Хинта почувствовал себя абсолютно ужасно. Он тогда бросил Тави. Тави мог этого не признавать, но так оно и было.
– Здесь, наверное, была суматоха, – предположил он, борясь с неловкостью и чувством вины. – Я имею в виду, не из-за тебя, а из-за приезжих крайняков.
– Уже нет. Когда я мимо них проходил, они ложились спать. Все было очень тихо. Люди вели себя вежливо.
Они дошли до перекрестка, где рабочие строили укрепления из бочек и валунов.
– У всех оружие, – оглядываясь, сказал Тави. – Скоро поселок будет сам на себя не похож. После вчерашнего мне кажется, что любой человек, даже тот, который не способен взять в руки ружье, внутренне создан для жизни в обстановке войны. Интересно, может, омары затем и приживляют пулеметы прямо к самим себе – для них это своего рода вершина постижения человеческой природы?
– Да, я тоже заметил, что некоторых оружие дополняет, будто им всегда его не доставало. Но омары-то не люди.
– А люди это люди? До вчерашнего дня я думал, что мама вообще никогда меня не ударит. Я даже представить себе не мог, с какой тупостью, с каким равнодушием она на самом деле смотрит на мир. И я бы никогда раньше не поверил, что она беспрекословно и подобострастно подчиняется этому недалекому негодяю Джифою.
– Она же на него работает.
– Я раньше думал, что она за свою большую зарплату улучшает ему прирост фрата, а вчера оказалось, что он ей нравится. Я имею в виду, не как работодатель, а вообще. Я не понимаю, что между ними, но я это видел. – Тави передернуло, его голос снова повело в слезы. – На него работают все. Но большинство его сотрудников от него не в восторге, а она ест у него с руки.
– Они что...,
– Я не знаю. И не очень хочу знать. Просто это так странно и страшно – чувствовать, что у близкого тебе человека есть сторона жизни, которая от тебя скрыта.
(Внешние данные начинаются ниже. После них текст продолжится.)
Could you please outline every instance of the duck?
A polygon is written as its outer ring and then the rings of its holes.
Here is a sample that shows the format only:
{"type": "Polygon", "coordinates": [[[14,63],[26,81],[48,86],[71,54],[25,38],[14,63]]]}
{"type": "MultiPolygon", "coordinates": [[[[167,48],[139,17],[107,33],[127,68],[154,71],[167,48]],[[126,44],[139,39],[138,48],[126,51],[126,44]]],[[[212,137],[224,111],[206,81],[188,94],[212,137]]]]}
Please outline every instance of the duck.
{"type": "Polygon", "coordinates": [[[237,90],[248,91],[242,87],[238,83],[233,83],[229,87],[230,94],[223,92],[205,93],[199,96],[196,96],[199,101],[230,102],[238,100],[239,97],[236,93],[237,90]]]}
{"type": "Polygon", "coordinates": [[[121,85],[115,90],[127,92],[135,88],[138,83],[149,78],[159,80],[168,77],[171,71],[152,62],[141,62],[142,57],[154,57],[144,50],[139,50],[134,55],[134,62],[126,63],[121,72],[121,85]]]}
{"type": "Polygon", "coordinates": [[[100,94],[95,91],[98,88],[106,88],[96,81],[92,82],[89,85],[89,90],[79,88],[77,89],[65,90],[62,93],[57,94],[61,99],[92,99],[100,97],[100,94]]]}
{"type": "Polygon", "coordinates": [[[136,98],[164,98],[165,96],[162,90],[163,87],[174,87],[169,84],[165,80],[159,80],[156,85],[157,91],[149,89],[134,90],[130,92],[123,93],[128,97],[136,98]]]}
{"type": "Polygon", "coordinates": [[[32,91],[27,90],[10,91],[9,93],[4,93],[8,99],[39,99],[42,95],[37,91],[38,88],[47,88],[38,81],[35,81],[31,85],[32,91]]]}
Да и человек этот, возможно, не был тебе близким, а просто носил маску. Она думала, что я ребенок, и все было замечательно, так как можно было не принимать всерьез наши слова и игры. Но вот я вырос с верой в эти слова и игры, и оказалось, что весь мой мир состоит из них. А ее мир всегда состоял из чего-то другого. И получилось, что она вырастила чужого себе человека – то есть меня. Но как можно было так сделать? Это что, такая особенная глупость? Или взрослые просто не понимают смысла легенд и не придают им значения, притом что сами, должно быть, на них росли?
– Я правда верил в то, что ты найдешь с ней общий язык. И тоже не мог себе представить, чтобы она тебя ударила. Она вроде всегда была другая, не такая, как местные.
– Вот и возникает вопрос: кто такие люди? Посмотри на нашу историю. Одна цивилизация – Джидан – была более последовательной, чем две другие. Ее уничтожили. Один человек – Джилайси Аргнира – был еще более последовательным, чем даже его народ. В ответ его изгнали отовсюду, преследовали и хотели убить. На мой взгляд, Джилайси и, в меньшей степени, его народ, были людьми. Они развивали в себе идею того, как жить и быть человеком в духе легенд о добре. Если они были людьми, то мы – почти такие же нелюди, как омары. А если права противоположная сторона, которая верит, что человек – это воин, борец, захватчик и насильник, то тогда омары – это еще какие люди, а все остальные, включая нас, лишь подтягиваются к идеалу.
– Знаешь, – сказал Хинта, – я вчера вечером и ночью, не переставая, думал над твоими словами. Мы совсем не похожи на героев. Моя семья – напуганные трусы, делающие все, чтобы считаться своими, но при этом ускользнуть от ответственности. Я не пошел за тобой после твоего выхода на трибуну, так как отец решил, что мы должны голосовать после всех.
– Почему?
– Чтобы совпасть с общим мнением.
– Но это бессмысленно. Если нет своего мнения, нужно воздержаться.
– Это не бессмысленно. Это трусливо. И мне очень стыдно. Мне стыдно, что отец попросился в охрану поселка – он думает, здесь у него больше шансов уцелеть. Мне стыдно за трусливые разговоры, за то, что я не пришел к тебе днем. И еще мне стыдно, что я, наверное, похож на них – на всю свою семью. Я боялся вчера весь день. А хуже всего было после собрания. Ты ведь не был вчера на площади, когда оружие раздавали? Было не так, как сейчас. Прожектора, толпа, машины и ощущение, что все прощаются друг с другом навсегда. Казалось, омары нападут ночью, и мы кого-нибудь потеряем, или вообще все умрем. Это было в глазах людей.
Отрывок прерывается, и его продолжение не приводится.